Friday, October 24, 2008

went with Tom to the ASA in Orlando last weekend, and Sue and Al were there! It was so good to spend time with Sue, but Tom and Al worked hard all weekend. Got home late tuesday night and the new board were in all day wed. and thurs. Tom is having a hard time getting his voice heard on some of the new acquisition stuff that he has been working on. It's almost like they are brushing by him, or not taking him seriously. He is so tired and discouraged. we are looking forward to a quiet weekend, at least sort of. There's a meeting that he needs to be in Chicago for Sunday night, and he wants to drive over to pick up Kate and James' car from Dan. Not exactly a lay in bed and read all weekend, weekend. Which is what i was hoping for. I even got him a book for our anniversary that i know he will really like. Oh well.
Sarah is preggers!!! another Furmcgrrr on the way! yeaaa!

Monday, October 13, 2008

an answer for dad

The financial market has tanked, the country is a nervous wreck. Dad has been frustrated with Tom and i because we have not been more proactive with our financial accounts. He has Connie, (his third daughter), and they visit often, and i think have even been moving their money around. everything i have been hearing has been pointing to sitting tight, and not moving things around, unless you are Warren Buffet, and he is buying. Anyway, when I have visited with dad about all this, which infact is not visiting, but listening, i have not been able to respond, until yesturday morning during church, and then i knew what my strategy on finances is. a long time ago Dick taught me that worrying is a sin, that i am trying to grab control when i worry, when i should be praying and letting God do the rest.

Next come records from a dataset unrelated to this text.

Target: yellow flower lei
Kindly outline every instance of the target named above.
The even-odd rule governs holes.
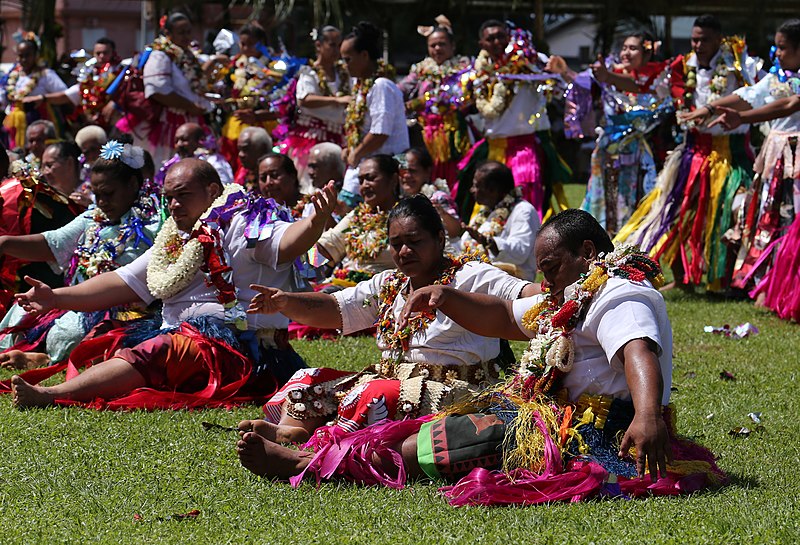
[[[6,100],[11,102],[19,102],[26,96],[30,95],[31,92],[36,87],[36,84],[39,83],[39,78],[42,77],[42,73],[44,72],[44,68],[41,66],[37,66],[33,69],[28,76],[28,83],[25,86],[17,91],[17,81],[19,81],[20,74],[22,74],[22,67],[17,66],[9,75],[8,80],[6,81]]]
[[[378,69],[375,71],[375,76],[372,78],[359,79],[353,86],[353,100],[347,105],[347,110],[344,114],[344,133],[347,135],[347,149],[354,150],[364,138],[362,134],[362,125],[364,118],[367,115],[367,94],[372,86],[375,85],[375,80],[378,78],[394,77],[394,67],[386,64],[383,60],[378,61]]]
[[[328,76],[325,75],[325,69],[322,66],[312,66],[314,72],[317,74],[317,80],[319,81],[319,89],[322,92],[323,96],[334,96],[333,92],[331,92],[331,87],[328,84]],[[336,76],[339,80],[339,90],[336,92],[337,97],[343,97],[350,94],[350,74],[347,72],[347,66],[342,61],[338,61],[334,65],[334,70],[336,71]]]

Then when i do, i should trust him, and historically God has taken such good care of Tom and i, and the girls, how dare i do otherwise? anyway,i called dad and gave him my schpeel, i don't think he probably got it, probably thought it naive, but he was gracious, and gave me credit for having my own way of doing things. hmmmmm.

Tuesday, September 16, 2008

The wedding

Well we are back, and the wedding went well, with no explosions. Hans seemed rather tense, maybe a little defensive, and not particularly comfortable with the whole ceremony thing. His vows sounded like a lecture or a report. Barb read mom's words for the couple, and she did a great job. I didn't feel like it was appropriate for me to do it, because I knew they would be heart felt words that I would not be able to convey. Loved Kerstin's family and friends. They were so warm and fun.
Had Heather, Meg and Katie all in one place. Plus we had little Henry, and we fell completely in love with him. He is so sweet and responsive. Everyone loved him! Considering how jet lagged they both must have been, both he and Kate did great. It is so hard to have all the girls except Mandy. I miss her so much. We talked to her quickly, but it was almost painful for me, no, it really was painful. She is so far away, that I can't even wrap my mind around it, and doing things, that we may never really know about. I miss you Mandy.

Wednesday, September 10, 2008

Worries

Mom and Dad are heading southwest to meet up with Hurricaine Ike. They will get home tonight and pack like crazy. Ike is planning on hitting Friday, or Saturday, so the time is really tight. Hans' wedding is this weekend also, and short of a miracle, they will probably have to miss it. They have a really neat house identified in Newton, and the timing just seems crazy. How awful would it be if they lose all their stuff and their house in Texas, and not be able to make the move to Iowa, at least not to the house that they are so excited about. Please Lord........
Mandy is off the base, and on a special operation. Period. We have no idea what this means, is she in a helicopter, on the road with LEDs? Who are they seeing? Soldiers, villagers, crazy afghan soldiers??!!! Yikes! Thank God for drugs, or I would be climbing the wall right now. Please Lord keep her safe, and bring her home as quick as possible.
Got to Skype with Kate and James last night, and our Little grandsons are the cutest little boys I have ever laid eyes on! Course I'm not predjudice but what can I say, I miss them all so much!